When I signed up to be an Amma (the maternal title our daughters use for me) one of our girls was freshly 14 and ready for a Quinceñera of her own. Big J stocked her bookshelf with Quinceañeara magazines, a full color scheme of what her 14 Damas (girls) and 14Chambelanes (boys) would wear in the royal court, and even had downloaded on her ipod the Salsa-Merengue-Cumbia-Hip Hop-Reggaeton Melody she planned to dance to. Baby K, who had five years to plan, was also learning what was to come for her Sweet 15. Our weekends were filled with visiting the Pulga (Mexican Flea-Market) in search for the perfect color of yellow taffeta Dama Dresses and Chambelan bow-ties, vests and cumber-buns. Also, we rummaged through various puestos where Mexican vendors sold varieties of home-made pastel-colored centerpieces mounted on mirrors, made of lace, glitter, plastic flowers glistening with acrylic water droplets on their petals, and obnoxiously sequined tiaras. Not only were we looking at purchasing Big J’s Payless pumps but Erika and I were about to embark on planning what started to feel like a mini-wedding! Our opinions of the Quinceañera started to evolve into something else as our wallets began to look smaller and and so did our budgets for the upcoming year. “Quincelandia” might not be all it was cracked up to be. (Adriana Lopez).
One evening, I told Big J that according to tradition, “the Quince rite of passage means you will be ready for motherhood!” The look on her face was priceless as her beautiful brown eyes almost popped out her her head. Her opinion of the traditionalQuinceañera quickly changed. In as far as her eyes could see, her future was a college dorm room and vacations around the world. Big J was not ready to be a mother and I was barely just becoming one after 30! Our non-traditional Lesbian home would soon be creating a new Quince tradition.
After a few family platicas, Erika, Big J, Baby K and I decided that La Quinceañera would trade her over-puffed dress and pastel pumps for a visit to New York City and most importantly the New York Public Library, which I told her had one of the largest book collections in the whole world. Big J reads almost two novels a week and loves all things antique and old. The quiet and dimly lit elegance of the NYPL would replace the elegance she once felt would be present at her “traditional” Quinceañera.

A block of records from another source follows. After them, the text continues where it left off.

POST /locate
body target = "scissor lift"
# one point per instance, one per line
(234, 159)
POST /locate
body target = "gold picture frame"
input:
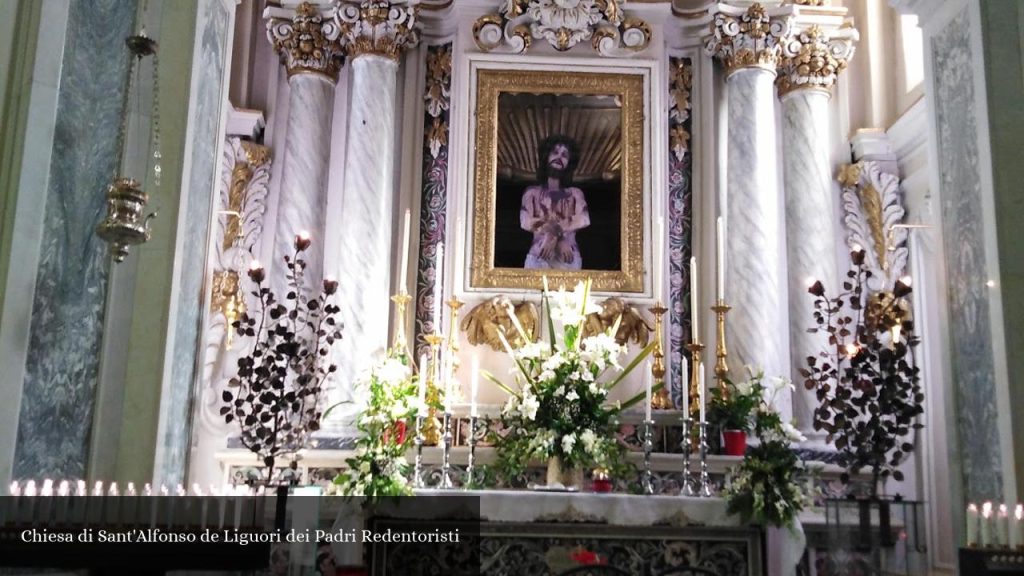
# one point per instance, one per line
(517, 112)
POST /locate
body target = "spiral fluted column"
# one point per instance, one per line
(811, 63)
(747, 41)
(308, 48)
(376, 33)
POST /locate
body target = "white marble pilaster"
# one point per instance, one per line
(303, 180)
(754, 282)
(365, 257)
(810, 231)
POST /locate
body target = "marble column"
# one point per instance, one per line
(748, 43)
(306, 41)
(377, 32)
(811, 63)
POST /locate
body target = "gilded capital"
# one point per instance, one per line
(383, 28)
(306, 41)
(749, 39)
(812, 59)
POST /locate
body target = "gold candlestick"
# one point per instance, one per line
(453, 343)
(398, 343)
(721, 367)
(660, 399)
(431, 435)
(694, 393)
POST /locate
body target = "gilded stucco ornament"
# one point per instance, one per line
(680, 84)
(382, 28)
(872, 212)
(563, 24)
(749, 39)
(306, 42)
(812, 59)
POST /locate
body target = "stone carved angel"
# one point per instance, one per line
(487, 318)
(633, 325)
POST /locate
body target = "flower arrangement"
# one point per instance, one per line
(558, 409)
(387, 407)
(765, 489)
(275, 396)
(867, 384)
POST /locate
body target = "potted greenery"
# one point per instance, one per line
(558, 410)
(731, 409)
(765, 488)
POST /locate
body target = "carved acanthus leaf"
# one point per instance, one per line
(872, 206)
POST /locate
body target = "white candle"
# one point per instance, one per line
(1003, 527)
(658, 258)
(438, 274)
(693, 300)
(700, 391)
(402, 289)
(720, 259)
(1019, 527)
(647, 384)
(475, 385)
(685, 386)
(986, 524)
(972, 524)
(422, 408)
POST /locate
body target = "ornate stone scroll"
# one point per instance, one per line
(562, 24)
(872, 205)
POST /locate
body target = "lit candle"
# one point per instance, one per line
(647, 378)
(438, 274)
(1003, 527)
(972, 525)
(658, 257)
(986, 524)
(685, 386)
(1019, 527)
(422, 409)
(720, 260)
(700, 388)
(475, 385)
(404, 254)
(693, 300)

It is true that as a Lesbiana Amma and Mamì, we are creating our own family traditions and rites of passages. Instead of getting pregnant with a baby at 15, I can definitely say that Big J became impregnated with a larger view of the world and its opportunities available to her. Not only did we go to the breathtaking shelves of the NYPL, we ate cheesecake each night in Little Italy, visited several bookstores, NYU, CUNY, the Museum of Modern Art , and went ice skating in Central Park, but we did it all for as little as the price of renting out a dance hall on the Southside of San Anto!

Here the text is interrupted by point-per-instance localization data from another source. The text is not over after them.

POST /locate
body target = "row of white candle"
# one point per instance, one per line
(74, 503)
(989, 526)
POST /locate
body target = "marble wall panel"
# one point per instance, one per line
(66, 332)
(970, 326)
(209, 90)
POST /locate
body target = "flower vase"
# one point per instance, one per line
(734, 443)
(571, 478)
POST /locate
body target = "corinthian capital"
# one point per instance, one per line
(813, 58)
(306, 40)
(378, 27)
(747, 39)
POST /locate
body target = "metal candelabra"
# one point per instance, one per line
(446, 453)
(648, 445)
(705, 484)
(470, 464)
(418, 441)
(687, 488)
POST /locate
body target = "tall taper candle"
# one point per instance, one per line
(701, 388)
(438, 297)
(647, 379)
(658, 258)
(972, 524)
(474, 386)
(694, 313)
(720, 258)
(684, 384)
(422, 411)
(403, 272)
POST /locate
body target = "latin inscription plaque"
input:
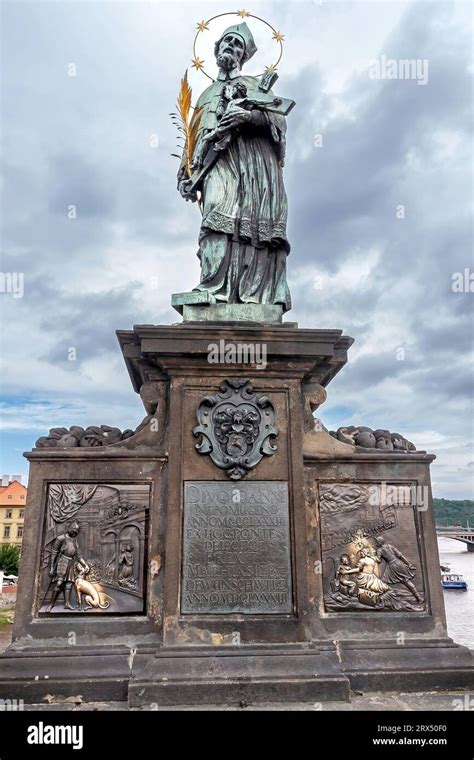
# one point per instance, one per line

On our last evening in New York City, Big J walked about 30 paces ahead of us down the escalator into the Metro station. I saw in her step a heavier stance, in her shoulders a higher posture, and in her movement a beautiful grace. WIthout our guidance, she confidently boarded the train and for a moment I imagined her walking down the church isle in the huge white dress she had her eye on when she was still planning the Quinceañera party. The little mirage quickly dissolved and there she was again, a young woman in her trendy skinny jeans and converse walking down the isle of the world. We are happy with our new Quinceañera traditions and our lovely daughter.
Little K is planning her Quinceañera trip for 2014! Vacation!